Additionally, recent animal studies have identified oxidative stress in the brain tissues of rats with elevated proline levels, suggesting a potential therapeutic role for antioxidants, such as vitamins E and C, as well as glutathione. Some authors recommend early introduction of these agents to mitigate oxidative damage (13). While acute symptoms, such as seizures, can be managed effectively, allowing for generally favorable outcomes and normal development, the long-term neurological prognosis remains uncertain. Given the potential for behavioral challenges, individuals with HPII should undergo regular monitoring and follow-up (21).

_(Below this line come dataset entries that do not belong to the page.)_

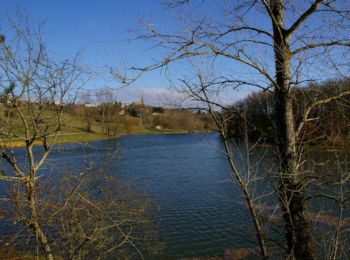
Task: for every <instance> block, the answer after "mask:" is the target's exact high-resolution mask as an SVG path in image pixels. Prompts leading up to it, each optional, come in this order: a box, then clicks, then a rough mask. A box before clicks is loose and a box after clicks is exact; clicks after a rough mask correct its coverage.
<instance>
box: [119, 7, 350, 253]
mask: <svg viewBox="0 0 350 260" xmlns="http://www.w3.org/2000/svg"><path fill="white" fill-rule="evenodd" d="M208 2H209V1H208ZM208 2H204V3H203V5H204V8H203V10H204V11H203V15H201V13H200V10H199V9H197V7H196V8H192V9H191V7H192V6H191V1H171V4H170V6H171V7H176V8H183V9H181V13H182V14H186V11H187V10H189V13H191V15H190V16H189V18H184V17H181V19H180V20H179V22H178V24H180V28H179V29H178V30H177V31H176V29H177V27H176V26H175V29H174V28H171V29H169V30H168V31H166V30H163V29H162V28H160V27H159V26H155V25H154V24H146V29H147V33H146V34H145V35H141V36H139V39H142V40H147V41H151V42H152V43H155V47H158V48H160V49H162V50H163V51H164V56H163V57H160V58H159V60H158V62H155V63H152V64H151V65H146V66H143V67H142V66H141V67H132V68H131V69H132V70H133V72H135V71H136V72H138V73H137V74H136V76H135V74H133V75H134V76H133V77H128V76H127V75H125V74H124V73H120V72H119V71H114V70H113V71H112V73H113V75H114V76H115V77H116V78H118V79H119V80H120V81H121V82H123V83H126V84H129V83H130V82H133V81H134V80H136V79H138V78H139V77H141V76H142V74H143V73H145V72H148V71H153V70H157V69H163V68H167V69H168V70H167V71H170V69H171V66H173V64H175V63H179V64H181V65H182V66H184V67H186V66H187V65H186V63H185V62H184V61H190V64H193V63H196V62H197V61H198V63H199V64H200V65H201V64H210V66H211V67H212V68H213V70H214V71H215V72H216V73H217V74H218V75H217V77H216V79H217V81H218V82H219V83H220V84H215V86H216V87H217V89H216V91H217V93H220V92H221V91H223V90H224V89H226V90H227V89H228V88H229V89H239V88H242V87H245V88H252V87H254V88H258V89H262V90H264V91H272V92H273V93H274V114H275V116H274V118H273V123H274V124H275V125H276V130H277V132H276V136H275V138H276V163H277V166H278V175H277V176H278V177H277V179H278V190H277V194H278V197H279V201H280V207H281V210H282V212H283V219H284V230H285V236H286V244H287V248H288V249H287V256H288V257H289V258H296V259H315V258H316V255H317V254H316V252H315V245H314V239H313V235H312V230H311V226H310V223H309V220H308V218H307V202H306V192H307V189H308V186H307V183H308V180H307V178H306V177H307V176H306V175H305V174H304V172H302V171H301V170H300V168H301V167H300V165H301V154H302V149H300V147H301V146H299V145H298V143H299V142H302V137H301V136H302V135H301V133H302V131H303V129H304V127H305V124H307V123H308V121H309V115H310V112H311V111H312V110H313V109H314V108H316V107H317V106H321V105H323V104H325V103H327V102H330V101H332V100H335V99H339V98H341V97H343V96H345V95H349V94H350V93H349V92H348V91H342V89H339V92H338V94H336V95H334V96H328V97H326V98H324V97H322V96H321V95H320V96H316V97H315V99H314V100H312V101H311V102H310V103H309V104H307V105H306V107H305V110H304V111H303V112H302V114H303V115H302V117H301V118H302V119H301V120H300V121H298V122H296V118H295V115H294V113H293V91H292V87H293V86H300V85H302V84H303V82H310V81H318V80H324V79H327V78H329V77H331V76H334V75H336V76H341V75H344V74H346V69H347V68H348V67H346V66H348V64H346V63H343V62H341V60H340V59H339V56H338V58H337V55H339V53H341V55H343V57H347V58H348V54H349V52H348V47H349V46H350V39H349V34H348V33H346V32H348V28H349V21H350V20H349V10H348V6H347V3H345V2H344V1H327V0H314V1H306V2H300V1H283V0H259V1H222V4H221V5H220V3H217V5H213V4H212V2H210V3H208ZM184 4H186V5H184ZM205 7H206V8H205ZM187 8H188V9H187ZM207 10H211V12H209V14H211V16H208V15H205V12H206V11H207ZM212 10H216V11H215V12H214V13H213V11H212ZM181 25H183V26H181ZM187 68H190V66H187V67H186V69H187ZM316 72H317V73H316ZM212 85H213V84H212ZM187 87H188V86H187ZM203 94H204V93H202V96H201V97H202V99H203ZM204 101H205V102H206V103H207V104H212V105H215V106H217V107H219V108H220V107H221V108H222V105H221V104H220V103H219V104H218V102H215V100H214V101H213V100H212V99H211V97H209V98H205V97H204ZM251 213H252V212H251ZM262 254H263V255H264V253H262Z"/></svg>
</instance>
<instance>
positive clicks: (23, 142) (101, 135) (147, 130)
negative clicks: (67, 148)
mask: <svg viewBox="0 0 350 260" xmlns="http://www.w3.org/2000/svg"><path fill="white" fill-rule="evenodd" d="M191 133H213V131H200V130H198V131H188V130H184V129H176V130H172V129H168V130H153V129H152V130H145V131H135V132H131V133H121V134H118V135H115V136H107V135H103V134H100V133H93V132H92V133H87V132H82V133H63V134H60V135H58V137H57V141H56V142H55V144H64V143H88V142H93V141H100V140H108V139H118V138H121V137H125V136H133V135H164V134H169V135H176V134H191ZM0 143H1V144H2V145H4V146H8V147H9V148H23V147H25V141H24V140H19V139H12V140H1V141H0ZM40 145H41V142H40V141H34V146H40Z"/></svg>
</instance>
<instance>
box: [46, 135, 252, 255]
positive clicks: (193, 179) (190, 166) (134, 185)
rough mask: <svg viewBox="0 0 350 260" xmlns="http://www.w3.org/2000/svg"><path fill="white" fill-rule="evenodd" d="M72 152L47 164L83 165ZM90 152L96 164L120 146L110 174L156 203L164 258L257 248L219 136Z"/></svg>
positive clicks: (106, 147)
mask: <svg viewBox="0 0 350 260" xmlns="http://www.w3.org/2000/svg"><path fill="white" fill-rule="evenodd" d="M67 147H68V148H69V147H70V146H69V145H67ZM74 147H75V146H74V145H71V147H70V148H71V149H67V150H65V152H64V153H61V152H59V151H56V152H53V153H52V154H51V155H50V158H49V160H48V165H49V164H50V162H52V164H53V165H54V164H55V162H56V163H57V161H61V162H62V163H64V165H65V166H66V167H67V166H69V165H74V164H76V163H77V162H79V161H81V160H82V156H83V155H82V153H81V148H79V146H77V147H76V148H74ZM92 147H93V149H91V150H89V149H86V150H85V152H84V157H90V158H94V159H95V160H96V158H98V157H103V156H104V154H105V151H106V150H107V151H108V150H109V151H113V150H115V149H116V148H117V147H118V153H117V154H118V158H119V160H116V161H112V162H111V163H110V166H109V167H110V171H111V172H112V173H113V174H114V175H116V176H118V178H120V179H121V180H123V181H126V182H128V183H130V184H131V185H132V187H133V189H134V190H135V191H136V192H140V193H142V194H144V193H145V192H146V193H147V194H148V195H149V196H150V197H151V198H152V199H153V200H154V202H155V204H156V208H157V210H155V211H154V212H152V217H153V218H154V220H155V221H156V222H157V223H158V226H159V227H158V228H159V231H160V232H159V233H160V236H161V238H162V240H163V241H164V242H165V250H164V252H163V256H162V257H166V258H178V257H193V256H215V255H222V254H223V253H224V250H225V249H232V248H240V247H256V246H257V245H256V244H255V243H254V242H252V241H254V237H250V236H249V234H252V233H253V232H251V231H252V230H253V229H252V228H253V227H252V222H251V219H250V218H249V214H248V211H247V209H246V207H245V205H244V203H243V202H242V201H243V200H242V195H241V192H240V190H239V187H238V186H237V185H236V184H235V183H234V181H233V180H232V178H230V177H229V172H230V170H229V165H228V163H227V161H226V159H225V155H224V154H223V149H222V148H223V147H222V144H221V141H220V137H219V135H217V134H213V133H198V134H178V135H135V136H126V137H123V138H121V139H119V140H104V141H97V142H93V143H92ZM99 151H101V152H99Z"/></svg>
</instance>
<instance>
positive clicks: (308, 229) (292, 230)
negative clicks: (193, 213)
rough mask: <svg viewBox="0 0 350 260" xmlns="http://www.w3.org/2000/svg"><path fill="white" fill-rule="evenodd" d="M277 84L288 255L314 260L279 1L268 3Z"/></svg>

In conclusion, this case highlights the variable expressivity of HPII, especially the cognitive and behavioral profiles. It also demonstrates the importance of comprehensive metabolic and genetic evaluations in children with neurodevelopmental disorders, along with work-up for potential phenotypic overlap between HPII and ASD.
Patient perspective
5
Following identification of hyperprolinemia type II and the associated ALDH4A1 variant, the patient's caregivers emphasized that establishing an etiologic diagnosis was valuable for clarifying prognosis, guiding follow-up planning, and supporting informed decisions regarding ongoing developmental and behavioral interventions. The family reported high interest in cascade evaluation within the extended family, with the intent of identifying relatives with similar neurodevelopmental concerns and facilitating timely medical assessment and appropriate investigations. In view of the logistical demands of coordinating multidisciplinary appointments and diagnostic testing, social working services were engaged to provide funding support and logistical facilitation, which the family considered essential for ensuring continuity of care and access to recommended services.